By the way, when you're in the store picking up the book, you might want to run downstairs and take a look at the remainders section.  Our book buyer, Lorna, found some come copies of James Salter's memoir/recollection Burning the Days available for a very attractive price.  It's a great non-fiction companion read for those of you who loved All That Is.

The Sisters Brothers

Thanks everyone for the enthusiastic reception at our return from the Summer recess last night.  I thoroughly enjoyed the vigorous Station Eleven discussion which moved briskly despite the size of the group.  As I mentioned at the end of the evening, our next meeting is scheduled for October 7th, a slightly quicker than usual turn around as I'm trying to fit it in between a few other commitments.

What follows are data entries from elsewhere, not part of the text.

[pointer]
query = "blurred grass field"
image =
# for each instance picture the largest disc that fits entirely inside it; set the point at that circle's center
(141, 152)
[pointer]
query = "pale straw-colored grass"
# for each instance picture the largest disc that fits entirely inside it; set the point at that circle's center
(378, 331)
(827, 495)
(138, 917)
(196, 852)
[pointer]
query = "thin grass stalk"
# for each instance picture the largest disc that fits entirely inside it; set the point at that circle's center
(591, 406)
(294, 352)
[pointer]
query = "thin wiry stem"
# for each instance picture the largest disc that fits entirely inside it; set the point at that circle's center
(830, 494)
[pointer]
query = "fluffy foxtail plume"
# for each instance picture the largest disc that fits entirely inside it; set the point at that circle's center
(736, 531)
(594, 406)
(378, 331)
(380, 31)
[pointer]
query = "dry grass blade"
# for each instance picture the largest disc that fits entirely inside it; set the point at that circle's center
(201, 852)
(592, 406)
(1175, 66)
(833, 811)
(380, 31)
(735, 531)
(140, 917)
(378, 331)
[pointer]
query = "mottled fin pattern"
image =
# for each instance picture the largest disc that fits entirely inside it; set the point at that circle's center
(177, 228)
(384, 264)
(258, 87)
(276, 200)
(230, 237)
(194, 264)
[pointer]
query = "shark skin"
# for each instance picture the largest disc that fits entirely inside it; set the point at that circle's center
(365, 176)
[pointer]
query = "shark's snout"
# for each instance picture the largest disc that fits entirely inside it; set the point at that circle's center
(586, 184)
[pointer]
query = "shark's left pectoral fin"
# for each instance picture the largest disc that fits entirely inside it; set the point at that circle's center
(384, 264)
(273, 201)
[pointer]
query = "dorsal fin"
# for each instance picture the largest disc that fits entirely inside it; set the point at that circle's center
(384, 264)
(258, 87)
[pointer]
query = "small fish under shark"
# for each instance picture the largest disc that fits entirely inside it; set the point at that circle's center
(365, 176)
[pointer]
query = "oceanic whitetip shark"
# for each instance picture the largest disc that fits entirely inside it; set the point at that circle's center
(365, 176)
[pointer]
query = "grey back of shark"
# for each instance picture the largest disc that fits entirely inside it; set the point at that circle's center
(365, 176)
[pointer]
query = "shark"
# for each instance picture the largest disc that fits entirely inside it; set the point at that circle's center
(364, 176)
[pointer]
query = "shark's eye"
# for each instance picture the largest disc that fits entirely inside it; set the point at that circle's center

We are reading The Sisters Brothers by Patrick DeWitt, a darkly comic and outrageously inventive work that offers  a decidedly off-center view of the traditional western novel.  I laughed out loud at the terse philosophical musings and staccato banter between two brothers, hired guns, on a manhunt across the California Gold Country.

I hope to see everyone on the 7th at 7pm.

End of Summer - Station Eleven

Tomorrow night at 7pm - Red Sparrow author Jason Matthews will be discussing his new book Palace of Treason.  I'll be hosting the event.  If you are available, please come and help support the store.

Next Wednesday, September 9th, Bill's Book Group for Guys will be discussing Station Eleven in our basement beginning at 7pm.  To whet your appetite, I came across this bit of dialogue recently while watching Gosford Park, the Julian Fellowes' film set during a shooting weekend at an English country house that was a precursor to his development of Downton Abbey:

   -  "Jennings, old boy, I'll have a bourbon."
   -  "William, we have ordinary scotch or single malt."
   -  "Ordinary for me, I'm just an American."

We'll only serve the good stuff next week, even if we're all Americans. Hope you can make it.

DFW - Follow up

For all you DFW lovers (and haters) here is an interesting new piece.

http://www.vulture.com/2015/06/rewriting-of-david-foster-wallace.html

Vindication

GENIUS.

Leaving the Atocha Station author Ben Lerner - 2015 MacArthur Foundation Award recipient

https://www.macfound.org/fellows/938/

Atocha Station - Novel or memoir?

Writing a novel or memoir?
 I really enjoyed the discussion last night and was pleased with the generally favorable Lucky Jim.  For those of you who were interested in some additional contextual reading, here is the link to the WSJ Book Club featuring Evelyn Waugh's A Handful of Dust.  We also talked about The Patrick Melrose Novels.

The next Book Group meeting (and last before the Summer) is set for Wednesday, June 10th at 7pm.  We will be reading Leaving the Atocha Station by Ben Lerner.  The protagonist, a brilliant if unreliable American Poet visiting Madrid on a prestigious fellowship, has a background that strongly resembles that of the author.  Is this a memoir or a novel?  "Fresh, unpredictable, intellectually stimulating, and often quite funny," the book is one of several recent releases that challenge the structure of traditional narrative fiction.

 I promised to attach a link to the James Woods review of Leaving the Atocha Station.  Try to stay open minded!